Implementing AWS Well-Architected best practices for Amazon SQS – Part 2

Post Syndicated from Pascal Vogel original https://aws.amazon.com/blogs/compute/implementing-aws-well-architected-best-practices-for-amazon-sqs-part-2/

This blog is written by Chetan Makvana, Senior Solutions Architect and Hardik Vasa, Senior Solutions Architect.

This is the second part of a three-part blog post series that demonstrates implementing best practices for Amazon Simple Queue Service (Amazon SQS) using the AWS Well-Architected Framework.

This blog post covers best practices using the Security Pillar and Reliability Pillar of the AWS Well-Architected Framework. The inventory management example introduced in part 1 of the series will continue to serve as an example.

See also the other two parts of the series:

Security Pillar

The Security Pillar includes the ability to protect data, systems, and assets and to take advantage of cloud technologies to improve your security. This pillar recommends putting in place practices that influence security. Using these best practices, you can protect data while in-transit (as it travels to and from SQS) and at rest (while stored on disk in SQS), or control who can do what with SQS.

Best practice: Configure server-side encryption

If your application has a compliance requirement such as HIPAA, GDPR, or PCI-DSS mandating encryption at rest, if you are looking to improve data security to protect against unauthorized access, or if you are just looking for simplified key management for the messages sent to the SQS queue, you can leverage Server-Side Encryption (SSE) to protect the privacy and integrity of your data stored on SQS.

SQS and AWS Key Management Service (KMS) offer two options for configuring server-side encryption. SQS-managed encryptions keys (SSE-SQS) provide automatic encryption of messages stored in SQS queues using AWS-managed keys. This feature is enabled by default when you create a queue. If you choose to use your own AWS KMS keys to encrypt and decrypt messages stored in SQS, you can use the SSE-KMS feature.

Amazon SQS Encryption Settings

SSE-KMS provides greater control and flexibility over encryption keys, while SSE-SQS simplifies the process by managing the encryption keys for you. Both options help you protect sensitive data and comply with regulatory requirements by encrypting data at rest in SQS queues.
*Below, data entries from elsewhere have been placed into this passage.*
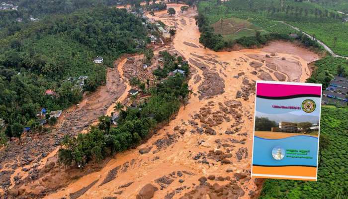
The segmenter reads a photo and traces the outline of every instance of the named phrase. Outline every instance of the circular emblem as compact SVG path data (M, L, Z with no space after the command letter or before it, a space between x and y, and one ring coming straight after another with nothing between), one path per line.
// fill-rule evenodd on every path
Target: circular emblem
M315 102L312 100L306 100L302 102L302 110L308 113L315 110Z
M280 160L284 158L285 150L280 146L276 146L272 149L272 156L274 160Z

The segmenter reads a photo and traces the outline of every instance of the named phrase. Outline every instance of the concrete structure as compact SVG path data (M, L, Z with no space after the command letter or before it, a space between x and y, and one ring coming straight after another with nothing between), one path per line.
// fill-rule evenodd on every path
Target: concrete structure
M134 58L134 57L127 57L127 62L134 63L135 60L135 58Z
M171 72L170 74L170 75L174 75L178 73L180 73L180 74L181 74L182 75L185 75L185 71L184 71L182 70L179 70L179 69L176 69L176 70L175 70Z
M58 117L61 116L61 115L62 114L62 111L61 110L51 111L51 112L50 112L50 118L51 118L51 117L58 118Z
M103 63L103 61L104 61L104 59L102 57L98 56L94 59L94 61L96 64L101 64Z

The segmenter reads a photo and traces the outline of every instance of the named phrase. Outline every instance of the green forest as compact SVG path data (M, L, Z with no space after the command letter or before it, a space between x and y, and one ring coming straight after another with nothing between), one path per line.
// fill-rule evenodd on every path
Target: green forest
M162 53L166 60L165 69L173 66L177 68L179 64L188 68L181 57L175 58L167 52ZM160 82L145 90L151 96L139 102L137 107L117 105L116 126L111 126L110 117L103 116L99 117L99 124L91 127L88 133L80 134L77 138L66 136L62 143L64 148L58 152L60 162L67 167L83 168L89 162L99 162L106 157L136 146L149 135L157 124L169 122L172 115L178 111L190 93L186 83L188 75L177 73L160 78Z
M323 84L334 76L348 74L345 59L327 56L317 61L308 83ZM318 181L270 180L265 181L260 199L347 199L348 196L348 108L322 106Z
M213 28L201 31L202 43L207 42L205 46L215 50L230 48L234 43L250 47L262 44L264 40L291 40L290 33L299 33L282 22L285 21L322 40L335 53L347 55L348 40L344 35L348 33L348 23L342 22L345 15L321 3L292 0L209 0L199 1L198 7L199 14L206 18L207 25ZM245 22L238 24L234 18ZM246 23L252 27L246 26ZM256 38L257 32L263 39ZM298 38L309 40L302 37L306 37L301 35ZM212 46L209 43L214 42L209 40L217 41L218 44Z
M348 108L322 107L318 181L265 181L261 199L347 199Z
M7 136L20 136L23 127L37 127L41 108L66 108L78 103L84 91L104 84L105 67L145 44L142 22L124 9L101 6L2 30L0 118ZM93 63L97 56L103 64ZM81 76L88 77L82 87L69 80ZM46 90L55 94L46 95Z

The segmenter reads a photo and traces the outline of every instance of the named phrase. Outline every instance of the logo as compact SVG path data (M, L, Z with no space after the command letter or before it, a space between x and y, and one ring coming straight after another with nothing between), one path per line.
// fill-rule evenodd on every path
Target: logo
M310 113L315 110L315 102L312 100L306 100L302 102L302 110L304 111Z

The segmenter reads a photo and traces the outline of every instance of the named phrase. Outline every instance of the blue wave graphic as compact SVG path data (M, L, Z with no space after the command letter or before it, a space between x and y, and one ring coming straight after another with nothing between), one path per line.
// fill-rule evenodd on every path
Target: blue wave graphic
M298 135L278 139L269 139L254 136L253 164L264 166L317 166L318 138ZM281 160L275 160L272 156L272 150L280 147L285 150L285 154ZM307 155L288 154L287 150L309 150ZM302 158L294 158L297 156ZM311 159L303 157L311 157Z
M289 137L311 137L313 138L315 138L318 139L318 138L317 137L314 137L314 136L311 136L309 135L294 135L293 136L290 136L290 137L284 137L284 138L279 138L279 139L268 139L268 138L263 138L263 137L258 137L255 135L255 137L257 137L259 139L262 139L263 140L283 140L284 139L287 139L289 138Z

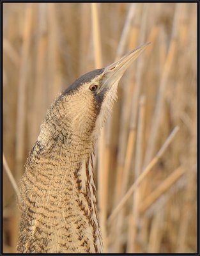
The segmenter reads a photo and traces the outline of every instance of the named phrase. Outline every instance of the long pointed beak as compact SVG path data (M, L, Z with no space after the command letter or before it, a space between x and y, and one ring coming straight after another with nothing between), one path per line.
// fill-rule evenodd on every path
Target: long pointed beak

Note that SSE-SQS only encrypts the message body and not the message attributes.

In the inventory management example introduced in part 1, an AWS Lambda function responsible for CSV processing sends incoming messages to an SQS queue when an inventory updates file is dropped into the Amazon Simple Storage Service (Amazon S3) bucket. SQS encrypts these messages in the queue using SQS-SSE. When a backend processing Lambda polls messages from the queue, the encrypted message is decrypted, and the function inserts inventory updates into Amazon DynamoDB.

The AWS Could Development Kit (AWS CDK) code sets SSE-SQS as the default encryption key type. However, the following AWS CDK code shows how to encrypt the queue with SSE-KMS.

# Create the SQS queue with DLQ setting
queue = sqs.Queue(
    self,
    "InventoryUpdatesQueue",
    visibility_timeout=Duration.seconds(300),
    encryption=sqs.QueueEncryption.KMS_MANAGED,
)

Best practice: Implement least-privilege access using access policy

For securing your resources in AWS, implementing least-privilege access is critical. This means granting users and services the minimum level of access required to perform their tasks. Least-privilege access provides better security, allows you to meet your compliance requirements, and offers accountability via a clear audit trail of who accessed what resources and when.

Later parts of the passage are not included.